On Jan 12, 2010, at 5:04 AM, Sturla Molden wrote:

> I'd like to make a different suggestion. What about a keyword to pass
> after cdef in the declaration of the object to indicate the vtab can
> be skipped? I e an assertion that the object will be of the declared
> type. This will maintain better compatibility with Python.
>
> cdef Foo bar = Foo()
> cdef inline Foo fastbar = bar

Hmm... The notion of an "inline object" to me evokes allocating on the  
stack, or passing by value, or something like that--not ignoring type  
information when doing method dispatching.

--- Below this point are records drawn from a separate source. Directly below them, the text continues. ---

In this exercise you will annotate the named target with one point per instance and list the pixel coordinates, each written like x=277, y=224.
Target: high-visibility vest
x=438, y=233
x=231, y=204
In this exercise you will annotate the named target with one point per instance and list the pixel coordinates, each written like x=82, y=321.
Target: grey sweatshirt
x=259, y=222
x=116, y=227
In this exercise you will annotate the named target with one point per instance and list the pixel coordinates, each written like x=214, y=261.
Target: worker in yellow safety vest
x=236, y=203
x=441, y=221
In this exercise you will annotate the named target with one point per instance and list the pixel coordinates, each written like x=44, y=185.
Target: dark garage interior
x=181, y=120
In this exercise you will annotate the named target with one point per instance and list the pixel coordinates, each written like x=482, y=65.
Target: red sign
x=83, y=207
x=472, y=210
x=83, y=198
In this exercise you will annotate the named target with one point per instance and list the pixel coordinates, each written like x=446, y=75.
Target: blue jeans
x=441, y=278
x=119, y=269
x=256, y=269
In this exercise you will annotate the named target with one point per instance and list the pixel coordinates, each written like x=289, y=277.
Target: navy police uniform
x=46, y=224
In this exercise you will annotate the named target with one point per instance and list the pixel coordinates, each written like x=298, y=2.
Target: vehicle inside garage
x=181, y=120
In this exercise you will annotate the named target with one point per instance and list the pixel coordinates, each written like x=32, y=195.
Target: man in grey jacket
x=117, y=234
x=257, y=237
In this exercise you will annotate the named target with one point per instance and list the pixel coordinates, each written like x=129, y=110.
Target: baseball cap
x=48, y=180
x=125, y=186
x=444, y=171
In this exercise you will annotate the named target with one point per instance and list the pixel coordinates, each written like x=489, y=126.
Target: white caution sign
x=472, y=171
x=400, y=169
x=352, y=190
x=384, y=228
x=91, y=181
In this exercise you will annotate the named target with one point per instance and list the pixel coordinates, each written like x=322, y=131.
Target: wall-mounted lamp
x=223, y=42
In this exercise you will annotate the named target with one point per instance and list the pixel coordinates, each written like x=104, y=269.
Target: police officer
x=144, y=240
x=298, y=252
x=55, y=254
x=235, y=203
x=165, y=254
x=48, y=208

This isn't too important-- 
another keyword could be found.

> bar.method() # through vtab
> fastbar.method() # direct call

There is already a more explicit way to get this behavior:

cdef class A:
     cdef identify(self):
         print "I'm an A"

cdef class B(A):
     cdef identify(self):
         print "I'm a B"

cdef A a = A()
cdef B b = B()

a.identify() # prints "I'm an A"
b.identify() # prints "I'm a B"
A.identify(b) # prints "I'm an A"

It could probably be optimized to a direct call if desired by making  
the type vtab store const function pointers.

In any case, a non-overridable inline cdef method doesn't break Python  
semantics. (Well, you can't override it, but that's caught at compile  
time, rather than potentially surprising an end user at runtime.)